OK. I work in ICU. I may be assigned 2 patients. Both are critically ill, on vents (breathing machines). I assume FULL responsibility for ALL aspects of care for those patients. I am responsible for administering meds, treatments other than respiratory, labs, procedures, calling docs, titrating IV drugs, monitoring and treating changes, and recording the whole process.
Every couple of hours or so, someone from the RT department comes into my room, writes down some numbers from the vent, adds some medication to a nebulizer, and hooks it up the the pt. Then they leave. Sometimes they document the treatment in the chart. They might do this same thing for every patient in the ICU. Then they'll go upstairs and give treatments to the patients on the floors. Then they'll start the whole process over again.
During a code, the RT bags the patient (squeezes the breathing bag). Nursing does everything else. We get the patient hooked up to the vent, and the RT leaves. I take care of the rest.
So basically what I'm saying is that RT and nursing have totally different jobs and responsibilities.
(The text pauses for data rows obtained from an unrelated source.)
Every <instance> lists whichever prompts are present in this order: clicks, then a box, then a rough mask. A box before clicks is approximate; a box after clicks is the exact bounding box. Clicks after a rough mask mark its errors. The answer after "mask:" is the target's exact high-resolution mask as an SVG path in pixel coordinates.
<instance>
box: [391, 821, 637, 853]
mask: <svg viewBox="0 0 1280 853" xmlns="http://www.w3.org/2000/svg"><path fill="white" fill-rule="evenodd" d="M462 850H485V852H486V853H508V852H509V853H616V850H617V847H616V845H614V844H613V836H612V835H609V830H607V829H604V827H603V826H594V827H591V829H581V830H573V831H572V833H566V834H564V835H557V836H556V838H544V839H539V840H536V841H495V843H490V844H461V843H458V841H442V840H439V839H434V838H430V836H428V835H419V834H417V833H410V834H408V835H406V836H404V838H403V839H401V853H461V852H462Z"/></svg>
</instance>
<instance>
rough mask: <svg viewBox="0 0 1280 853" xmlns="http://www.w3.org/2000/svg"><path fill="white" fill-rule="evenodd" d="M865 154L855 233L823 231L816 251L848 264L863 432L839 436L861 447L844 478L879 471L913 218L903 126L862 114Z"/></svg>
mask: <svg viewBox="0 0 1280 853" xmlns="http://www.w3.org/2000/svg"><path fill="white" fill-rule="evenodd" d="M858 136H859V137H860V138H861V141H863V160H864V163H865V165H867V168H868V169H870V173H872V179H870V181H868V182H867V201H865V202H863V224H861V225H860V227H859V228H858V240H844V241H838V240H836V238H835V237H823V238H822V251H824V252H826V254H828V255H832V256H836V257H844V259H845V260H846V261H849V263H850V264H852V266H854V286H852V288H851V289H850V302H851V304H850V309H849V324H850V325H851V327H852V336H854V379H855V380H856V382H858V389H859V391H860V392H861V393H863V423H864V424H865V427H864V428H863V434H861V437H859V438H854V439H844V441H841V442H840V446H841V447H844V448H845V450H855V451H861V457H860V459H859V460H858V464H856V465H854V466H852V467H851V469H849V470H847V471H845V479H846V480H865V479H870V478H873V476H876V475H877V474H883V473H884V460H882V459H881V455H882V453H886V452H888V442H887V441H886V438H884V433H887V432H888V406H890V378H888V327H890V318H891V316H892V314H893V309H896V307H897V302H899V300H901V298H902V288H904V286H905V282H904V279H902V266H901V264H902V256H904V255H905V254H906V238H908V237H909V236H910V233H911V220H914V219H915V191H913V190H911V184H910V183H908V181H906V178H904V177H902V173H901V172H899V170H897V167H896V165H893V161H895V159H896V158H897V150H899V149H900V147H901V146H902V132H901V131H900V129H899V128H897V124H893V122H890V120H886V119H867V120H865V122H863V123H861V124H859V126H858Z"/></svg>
As a nurse, I am responsible for EVERYTHING that is going on with the patient. The RT manages the vent. That's pretty much it. Not that their job is not important, or critical to the welfare of the patient. An experienced and knowledgeable RT is an invaluable resource. They just have a totally different job, focused specifically on the respiratory system. Hosestly, if I had it to do over again, I'd be an RT. Maybe I'm just in a bad mood tonight.